Disneynature's G rated documentary "Monkey Kingdom" is also on deck for Apr. 17. Directed by Mark Linfield ("Chimpanzee") & Alastair Fothergill ("Bears"), it's narrated by Tina Fey."Monkey" is tracking best and equally well with men and women over 25, a good sign that it should attract family audiences.

The nature documentary follows a newborn monkey and its mother struggling to survive within the competitive social hierarchy of the Temple Troop, a dynamic group of monkeys living in ancient ruins found deep in the jungles of South Asia.

This is the eighth in Disneynature’s True Life Adventure series. It's the follow-up to the "Bears," which opened Apr. 18, 2014 to $4.8 million and went on to gross $17.8 million domestically.

Rounding out Apr. 17's new wide releases is Lionsgate and Summit Entertainment's R rated thriller "Child 44," directed by Daniel Espinosa ("Safe House") and starring Tom Hardy, Joel Kinnaman and Gary Oldman.It should play best to adult males.

Based on the first book in a trilogy by Tom Rob Smith, "Child" is set in 1953 Soviet Russia. It's story is about the crisis of conscience for secret police agent Leo Demidov (Hardy), who loses status, power and home after refusing to denounce his wife (Noomi Rapace) as a traitor.

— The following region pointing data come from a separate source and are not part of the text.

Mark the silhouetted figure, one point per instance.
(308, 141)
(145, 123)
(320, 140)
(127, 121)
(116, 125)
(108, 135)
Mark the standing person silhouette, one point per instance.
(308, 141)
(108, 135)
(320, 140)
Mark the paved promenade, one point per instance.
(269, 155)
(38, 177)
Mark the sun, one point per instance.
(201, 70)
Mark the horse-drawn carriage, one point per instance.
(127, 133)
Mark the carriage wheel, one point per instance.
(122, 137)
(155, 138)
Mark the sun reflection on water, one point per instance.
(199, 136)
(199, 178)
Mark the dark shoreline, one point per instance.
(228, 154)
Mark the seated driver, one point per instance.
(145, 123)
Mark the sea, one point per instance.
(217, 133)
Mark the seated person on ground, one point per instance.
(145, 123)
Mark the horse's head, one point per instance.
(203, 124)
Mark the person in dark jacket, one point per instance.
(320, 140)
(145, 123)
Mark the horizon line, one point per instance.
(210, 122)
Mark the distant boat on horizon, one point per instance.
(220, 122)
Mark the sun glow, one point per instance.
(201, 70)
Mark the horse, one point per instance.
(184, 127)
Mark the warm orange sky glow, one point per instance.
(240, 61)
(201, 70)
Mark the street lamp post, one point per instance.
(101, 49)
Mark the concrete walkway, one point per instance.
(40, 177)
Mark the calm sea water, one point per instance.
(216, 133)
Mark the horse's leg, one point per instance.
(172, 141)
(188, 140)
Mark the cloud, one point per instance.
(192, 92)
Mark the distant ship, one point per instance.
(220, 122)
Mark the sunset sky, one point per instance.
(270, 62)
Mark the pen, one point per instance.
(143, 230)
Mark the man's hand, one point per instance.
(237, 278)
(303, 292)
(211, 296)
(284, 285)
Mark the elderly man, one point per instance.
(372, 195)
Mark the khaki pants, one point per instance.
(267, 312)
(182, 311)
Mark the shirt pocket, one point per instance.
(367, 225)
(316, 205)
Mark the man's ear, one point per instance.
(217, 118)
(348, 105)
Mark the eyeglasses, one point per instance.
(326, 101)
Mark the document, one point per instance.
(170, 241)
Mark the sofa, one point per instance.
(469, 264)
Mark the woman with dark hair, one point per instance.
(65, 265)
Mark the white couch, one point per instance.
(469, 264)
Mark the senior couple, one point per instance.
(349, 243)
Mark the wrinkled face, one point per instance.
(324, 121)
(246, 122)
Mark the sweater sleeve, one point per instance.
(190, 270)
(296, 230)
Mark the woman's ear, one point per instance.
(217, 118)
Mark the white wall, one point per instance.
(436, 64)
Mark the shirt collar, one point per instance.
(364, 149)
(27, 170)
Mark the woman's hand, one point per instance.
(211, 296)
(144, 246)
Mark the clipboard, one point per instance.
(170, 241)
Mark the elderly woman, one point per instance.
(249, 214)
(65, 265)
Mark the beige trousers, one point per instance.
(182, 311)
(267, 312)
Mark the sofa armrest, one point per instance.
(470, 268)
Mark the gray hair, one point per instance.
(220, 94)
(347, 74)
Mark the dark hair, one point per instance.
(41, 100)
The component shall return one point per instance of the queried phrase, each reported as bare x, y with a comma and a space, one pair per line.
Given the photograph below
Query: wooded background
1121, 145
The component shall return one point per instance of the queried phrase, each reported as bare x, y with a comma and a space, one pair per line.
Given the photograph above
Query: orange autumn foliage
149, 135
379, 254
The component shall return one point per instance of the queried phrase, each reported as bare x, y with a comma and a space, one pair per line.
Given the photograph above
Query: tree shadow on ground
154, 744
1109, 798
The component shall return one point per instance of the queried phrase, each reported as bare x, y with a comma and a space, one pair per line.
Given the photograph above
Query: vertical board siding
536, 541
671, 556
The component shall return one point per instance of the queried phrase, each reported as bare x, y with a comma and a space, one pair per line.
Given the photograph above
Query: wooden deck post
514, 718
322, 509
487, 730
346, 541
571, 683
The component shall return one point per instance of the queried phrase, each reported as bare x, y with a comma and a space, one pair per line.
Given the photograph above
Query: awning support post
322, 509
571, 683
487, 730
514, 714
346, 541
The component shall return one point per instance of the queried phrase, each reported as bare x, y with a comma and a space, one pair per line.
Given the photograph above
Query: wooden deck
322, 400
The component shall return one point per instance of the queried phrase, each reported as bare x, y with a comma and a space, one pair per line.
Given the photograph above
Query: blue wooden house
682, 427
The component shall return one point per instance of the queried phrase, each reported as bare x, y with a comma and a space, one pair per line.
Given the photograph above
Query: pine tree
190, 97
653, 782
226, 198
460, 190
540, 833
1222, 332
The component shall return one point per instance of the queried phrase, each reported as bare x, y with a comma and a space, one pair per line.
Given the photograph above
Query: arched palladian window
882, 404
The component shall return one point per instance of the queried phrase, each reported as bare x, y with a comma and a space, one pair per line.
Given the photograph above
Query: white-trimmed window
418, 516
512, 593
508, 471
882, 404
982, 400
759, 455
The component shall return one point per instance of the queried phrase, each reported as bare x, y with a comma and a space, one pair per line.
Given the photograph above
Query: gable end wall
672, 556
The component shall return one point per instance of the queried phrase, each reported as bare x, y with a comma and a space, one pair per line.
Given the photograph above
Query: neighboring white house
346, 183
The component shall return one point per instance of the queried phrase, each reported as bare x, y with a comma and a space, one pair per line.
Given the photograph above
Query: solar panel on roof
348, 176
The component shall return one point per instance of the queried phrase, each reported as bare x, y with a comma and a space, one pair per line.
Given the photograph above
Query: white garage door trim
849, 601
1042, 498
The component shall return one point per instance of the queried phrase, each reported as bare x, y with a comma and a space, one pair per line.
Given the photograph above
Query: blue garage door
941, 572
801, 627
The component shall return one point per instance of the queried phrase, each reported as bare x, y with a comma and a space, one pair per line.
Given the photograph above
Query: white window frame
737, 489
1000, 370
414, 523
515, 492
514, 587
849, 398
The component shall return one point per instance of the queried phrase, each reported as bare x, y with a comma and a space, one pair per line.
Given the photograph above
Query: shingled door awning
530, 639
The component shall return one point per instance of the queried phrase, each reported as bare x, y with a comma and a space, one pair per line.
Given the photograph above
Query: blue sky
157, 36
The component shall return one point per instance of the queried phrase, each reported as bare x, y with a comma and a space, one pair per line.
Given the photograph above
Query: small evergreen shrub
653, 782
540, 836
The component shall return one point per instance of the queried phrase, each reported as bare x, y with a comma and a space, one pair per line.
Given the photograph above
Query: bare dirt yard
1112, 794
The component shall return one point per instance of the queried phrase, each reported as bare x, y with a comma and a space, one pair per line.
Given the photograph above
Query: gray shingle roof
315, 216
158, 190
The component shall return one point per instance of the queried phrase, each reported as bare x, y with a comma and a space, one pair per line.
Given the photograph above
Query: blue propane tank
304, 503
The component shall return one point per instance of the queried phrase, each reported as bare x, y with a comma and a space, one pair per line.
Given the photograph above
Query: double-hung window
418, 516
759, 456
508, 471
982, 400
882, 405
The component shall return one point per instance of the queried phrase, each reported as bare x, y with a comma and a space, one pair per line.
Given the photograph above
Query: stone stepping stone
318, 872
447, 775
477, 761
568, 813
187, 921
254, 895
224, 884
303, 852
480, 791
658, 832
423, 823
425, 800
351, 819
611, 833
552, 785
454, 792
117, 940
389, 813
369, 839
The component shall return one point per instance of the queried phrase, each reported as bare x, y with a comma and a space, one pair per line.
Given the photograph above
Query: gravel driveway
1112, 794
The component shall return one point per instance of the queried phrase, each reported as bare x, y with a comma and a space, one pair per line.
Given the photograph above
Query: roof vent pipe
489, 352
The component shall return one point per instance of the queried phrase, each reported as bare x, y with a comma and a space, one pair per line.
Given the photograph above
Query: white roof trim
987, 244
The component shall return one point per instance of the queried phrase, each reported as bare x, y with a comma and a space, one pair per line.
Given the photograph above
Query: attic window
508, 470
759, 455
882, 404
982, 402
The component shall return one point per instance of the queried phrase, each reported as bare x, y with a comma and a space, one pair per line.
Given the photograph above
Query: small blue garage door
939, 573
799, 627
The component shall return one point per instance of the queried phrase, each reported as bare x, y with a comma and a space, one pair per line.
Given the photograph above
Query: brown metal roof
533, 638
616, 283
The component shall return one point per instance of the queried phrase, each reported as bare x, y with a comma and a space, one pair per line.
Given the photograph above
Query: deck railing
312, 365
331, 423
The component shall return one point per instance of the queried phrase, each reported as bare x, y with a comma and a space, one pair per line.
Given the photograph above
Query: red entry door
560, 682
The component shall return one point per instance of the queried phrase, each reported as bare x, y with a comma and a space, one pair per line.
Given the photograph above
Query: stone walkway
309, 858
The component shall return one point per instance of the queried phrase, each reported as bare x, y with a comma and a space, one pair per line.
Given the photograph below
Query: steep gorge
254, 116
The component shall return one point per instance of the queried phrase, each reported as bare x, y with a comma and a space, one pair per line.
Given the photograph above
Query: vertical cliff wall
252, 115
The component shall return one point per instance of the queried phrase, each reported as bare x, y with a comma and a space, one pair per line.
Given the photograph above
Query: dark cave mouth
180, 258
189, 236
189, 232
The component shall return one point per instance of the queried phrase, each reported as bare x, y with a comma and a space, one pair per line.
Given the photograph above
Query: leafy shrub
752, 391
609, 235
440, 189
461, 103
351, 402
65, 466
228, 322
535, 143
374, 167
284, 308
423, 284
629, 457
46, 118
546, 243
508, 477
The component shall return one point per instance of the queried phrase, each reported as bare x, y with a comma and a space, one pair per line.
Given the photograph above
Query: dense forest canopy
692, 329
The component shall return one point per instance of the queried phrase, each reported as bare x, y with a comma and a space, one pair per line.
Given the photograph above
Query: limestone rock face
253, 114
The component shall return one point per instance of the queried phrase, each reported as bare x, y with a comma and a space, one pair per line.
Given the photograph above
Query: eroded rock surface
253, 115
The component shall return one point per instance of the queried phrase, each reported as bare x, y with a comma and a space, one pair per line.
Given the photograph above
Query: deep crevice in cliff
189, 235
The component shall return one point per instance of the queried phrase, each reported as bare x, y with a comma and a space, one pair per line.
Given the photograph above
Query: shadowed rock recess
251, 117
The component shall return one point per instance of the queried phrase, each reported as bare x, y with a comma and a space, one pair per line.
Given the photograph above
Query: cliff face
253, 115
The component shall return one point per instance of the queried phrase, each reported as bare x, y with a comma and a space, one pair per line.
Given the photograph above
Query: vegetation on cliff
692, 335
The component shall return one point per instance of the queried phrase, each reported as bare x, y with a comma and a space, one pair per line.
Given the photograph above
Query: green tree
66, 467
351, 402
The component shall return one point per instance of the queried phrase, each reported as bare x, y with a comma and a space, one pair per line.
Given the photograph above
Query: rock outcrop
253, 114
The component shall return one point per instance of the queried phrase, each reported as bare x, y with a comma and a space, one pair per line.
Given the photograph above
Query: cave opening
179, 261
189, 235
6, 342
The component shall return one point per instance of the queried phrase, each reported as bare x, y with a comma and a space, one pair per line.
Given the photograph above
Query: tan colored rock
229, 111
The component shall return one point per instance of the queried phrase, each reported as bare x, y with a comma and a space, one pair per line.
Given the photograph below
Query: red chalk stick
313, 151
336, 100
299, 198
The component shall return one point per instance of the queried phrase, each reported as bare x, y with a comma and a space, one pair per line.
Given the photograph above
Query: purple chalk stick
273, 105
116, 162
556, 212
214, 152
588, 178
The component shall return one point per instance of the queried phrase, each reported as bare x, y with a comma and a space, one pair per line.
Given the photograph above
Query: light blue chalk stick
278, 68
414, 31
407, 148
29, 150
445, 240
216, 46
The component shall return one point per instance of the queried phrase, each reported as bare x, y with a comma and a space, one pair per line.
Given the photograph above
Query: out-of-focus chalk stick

Exiled from Moscow to a grim provincial outpost, they join forces with General Mikhail Nesterov (Oldman) to track down a serial killer preying on young boys. Their quest for justice threatens a system-wide cover-up by Leo's psychopathic rival (Kinnaman).

The month will wind up with the wide release Apr. 24 of the PG-13 rated romantic drama "The Age of Adaline" from Lionsgate, Sidney Kimmel Entertainment and Lakeshore Entertainment.

Directed by Lee Toland Krieger ("Celeste & Jesse Forever"), "Adaline" stars Blake Lively, Michiel Huisman, Kathy Baker and Amanda Crew, with Harrison Ford, and Ellen Burstyn. It should play best to women over and under 25.

In "Adaline," Adaline Bowman (Lively) has miraculously remained 29 years old for almost eight decades. She's lived a solitary existence, never allowing herself to get close to anyone who might reveal her secret. But a chance encounter with a charismatic philanthropist (Michiel Huisman) reignites her passion for life and romance. When a weekend with his parents (Harrison Ford and Kathy Baker) threatens to uncover the truth, Adaline makes a decision that will change her life forever.

Bottom line: If you're wondering why "Adaline" is Apr. 24's only wide arrival, the likely answer can be found by looking one week into the future.

May 1 is opening day for Marvel Studios and Disney's "Avengers: Age of Ultron," which many Hollywood handicappers expect to be this summer and, most likely, 2015's biggest grossing movie. Films opening Apr. 24 would see their second weekend wiped out by "Ultron's" first weekend, which should totally dominate the marketplace the way the franchise's first episode did. Understandably, no other wide openings will be going head-to-head with "Ultron" May 1.

"The Avengers" opened May 4, 2012 to an overwhelming $200.4 million. It went on to gross $623.4 million domestically and took in $895.2 million more from international theatres for a global cume of $1.5 billion.